Opinion
April 30, 1941.
Appeal from Surrogate's Court of Albany County, ROGAN, S.
Borden H. Mills, for the appellant.
DeGraff Foy [ John T. DeGraff and William F. Conway of counsel], for the respondent.
The decedent, William F. Pappalau, died May 19, 1939, leaving no assets except his interest in the estate of his deceased father. Harry Pappalau, decedent's brother, has filed a claim against decedent's estate, which claim was rejected by the administratrix. At the time of his death decedent and his brothers Harry and Edward were conducting a business, each having an equal interest therein.
The claim herein is for board for deceased and his son from May 1, 1919, to May 1, 1928, at ten dollars per week, and for board for deceased alone from May 1, 1928, to May 19, 1939, at seven dollars and fifty cents per week. Cash credits are conceded by claimant in the amount of $6,150. The balance claimed, including forty dollars for hospital bills and an advance on a finance company loan, is $2,470. There was an issue of fact and the court found that the evidence produced by claimant is insufficient to establish the existence of this claim. Moreover, claimant has failed to establish that any board or room service was rendered deceased and his son and has wholly failed to show the value thereof.

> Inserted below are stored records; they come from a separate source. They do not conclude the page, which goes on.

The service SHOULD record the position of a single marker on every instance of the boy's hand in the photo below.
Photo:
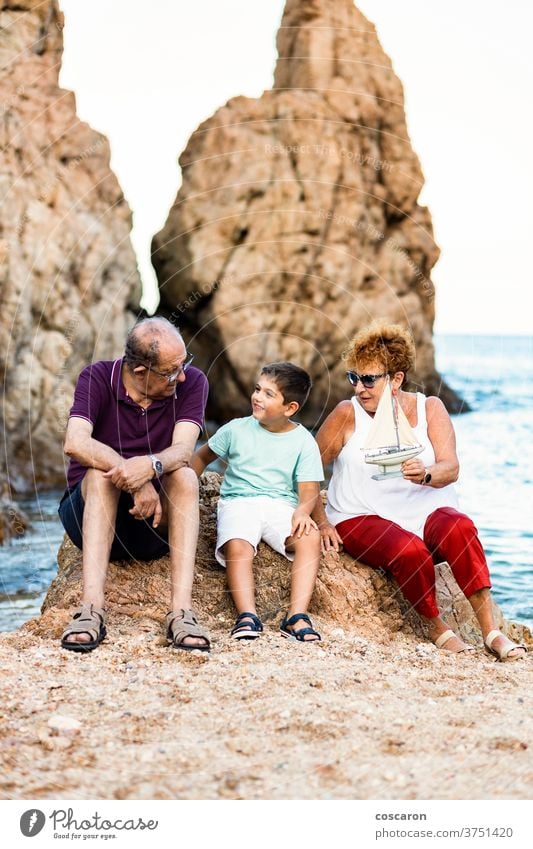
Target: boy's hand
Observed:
(330, 539)
(302, 524)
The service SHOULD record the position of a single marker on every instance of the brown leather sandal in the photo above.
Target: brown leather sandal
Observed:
(89, 620)
(181, 624)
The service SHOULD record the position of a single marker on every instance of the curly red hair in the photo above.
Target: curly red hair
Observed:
(389, 344)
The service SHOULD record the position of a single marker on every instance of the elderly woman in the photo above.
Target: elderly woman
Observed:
(405, 524)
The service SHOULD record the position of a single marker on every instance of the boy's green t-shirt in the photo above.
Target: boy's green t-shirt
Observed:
(264, 463)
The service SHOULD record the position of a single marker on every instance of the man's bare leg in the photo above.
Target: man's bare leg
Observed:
(99, 516)
(182, 515)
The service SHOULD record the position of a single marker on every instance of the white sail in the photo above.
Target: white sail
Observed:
(383, 432)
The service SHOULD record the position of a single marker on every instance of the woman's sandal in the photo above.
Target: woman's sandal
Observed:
(447, 635)
(301, 633)
(89, 620)
(247, 626)
(182, 624)
(504, 654)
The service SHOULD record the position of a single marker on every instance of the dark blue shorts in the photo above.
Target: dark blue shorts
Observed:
(135, 539)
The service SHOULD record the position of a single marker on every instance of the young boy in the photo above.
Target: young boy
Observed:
(269, 491)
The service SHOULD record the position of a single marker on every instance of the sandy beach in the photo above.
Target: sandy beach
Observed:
(349, 719)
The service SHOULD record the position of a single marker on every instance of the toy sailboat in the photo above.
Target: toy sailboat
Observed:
(391, 439)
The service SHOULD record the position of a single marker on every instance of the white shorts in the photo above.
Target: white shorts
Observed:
(254, 519)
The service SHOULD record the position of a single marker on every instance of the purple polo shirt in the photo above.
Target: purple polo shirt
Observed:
(100, 398)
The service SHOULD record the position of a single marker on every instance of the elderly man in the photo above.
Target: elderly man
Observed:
(131, 494)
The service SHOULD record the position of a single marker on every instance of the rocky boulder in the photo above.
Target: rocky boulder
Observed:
(69, 285)
(297, 221)
(348, 594)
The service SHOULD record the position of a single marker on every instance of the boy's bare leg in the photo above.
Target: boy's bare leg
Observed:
(239, 556)
(99, 515)
(304, 571)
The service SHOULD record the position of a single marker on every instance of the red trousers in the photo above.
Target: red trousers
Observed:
(448, 535)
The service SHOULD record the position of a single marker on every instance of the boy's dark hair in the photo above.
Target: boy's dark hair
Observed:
(292, 381)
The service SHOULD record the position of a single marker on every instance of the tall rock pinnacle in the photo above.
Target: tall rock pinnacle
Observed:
(297, 220)
(68, 274)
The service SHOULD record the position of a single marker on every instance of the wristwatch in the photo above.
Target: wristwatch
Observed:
(157, 465)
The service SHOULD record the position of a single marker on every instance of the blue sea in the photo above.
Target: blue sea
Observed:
(494, 374)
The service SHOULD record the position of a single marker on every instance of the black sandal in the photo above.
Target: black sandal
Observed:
(246, 630)
(301, 633)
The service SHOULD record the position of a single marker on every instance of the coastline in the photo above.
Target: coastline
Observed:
(349, 719)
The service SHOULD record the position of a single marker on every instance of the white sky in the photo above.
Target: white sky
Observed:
(147, 73)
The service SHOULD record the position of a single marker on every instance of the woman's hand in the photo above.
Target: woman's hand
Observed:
(414, 470)
(329, 537)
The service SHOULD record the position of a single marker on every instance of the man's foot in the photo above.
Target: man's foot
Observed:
(299, 627)
(448, 641)
(248, 626)
(86, 630)
(183, 631)
(502, 647)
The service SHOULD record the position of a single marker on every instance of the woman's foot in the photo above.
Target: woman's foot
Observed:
(446, 640)
(502, 647)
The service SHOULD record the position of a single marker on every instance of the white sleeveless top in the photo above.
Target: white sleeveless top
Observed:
(352, 492)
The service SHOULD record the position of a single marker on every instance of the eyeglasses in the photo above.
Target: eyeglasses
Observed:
(173, 375)
(368, 380)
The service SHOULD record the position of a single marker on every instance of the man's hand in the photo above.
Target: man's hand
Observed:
(146, 503)
(330, 539)
(131, 474)
(301, 523)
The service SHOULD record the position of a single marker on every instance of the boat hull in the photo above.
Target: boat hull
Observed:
(390, 463)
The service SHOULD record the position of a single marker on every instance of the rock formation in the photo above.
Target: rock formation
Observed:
(297, 220)
(347, 594)
(68, 275)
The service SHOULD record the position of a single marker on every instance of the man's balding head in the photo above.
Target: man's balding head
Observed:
(148, 340)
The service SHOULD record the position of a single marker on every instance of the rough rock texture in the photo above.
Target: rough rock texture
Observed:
(347, 594)
(297, 221)
(372, 712)
(68, 274)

Appellant asserts that the surrogate erred in refusing to admit in evidence claimant's Exhibit 1 for identification, which is apparently a note book and shows certain entries. There is no evidence before us to indicate that this book is a record made in the usual course of business bringing the book within the provisions of the Civil Practice Act (§ 374-a) and I am inclined to the belief that the surrogate properly rejected it as evidence. The statute does not permit the receipt in evidence of entries based upon voluntary hearsay statements made by third parties not engaged in the business or under any duties and relation thereto. It does not provide for the admission in evidence of a mere private memorandum. ( Mayor, etc., of N.Y. v. Second Avenue R.R. Co., 102 N.Y. 572, at p. 581; Johnson v. Lutz, 253 id. 124; Matter of Roge v. Valentine, 280 id. 268.)
But aside from these factual considerations, the claim is barred by the Statute of Limitations and was not revived by alleged part payments on account of a pre-existing debt.
The claimant's theory seems to be that this was a running account and that payments constituting the aforesaid "cash credits" have successively tolled the Statute of Limitations. The last payment was alleged to have been made on November 24, 1937. This was in the amount of $100. The payment next preceding it was in 1932 and was in the sum of fifty dollars.
At the time of the payment in 1937 claimant's wife, the only person to witness the transaction, testified: "Q. William [deceased] said, `here is the hundred dollars I owed you for my back board.' A. Yes, sir. Q. And Harry [claimant] took it? A. Yes, sir. Q. That is all the conversation? A. Yes, sir."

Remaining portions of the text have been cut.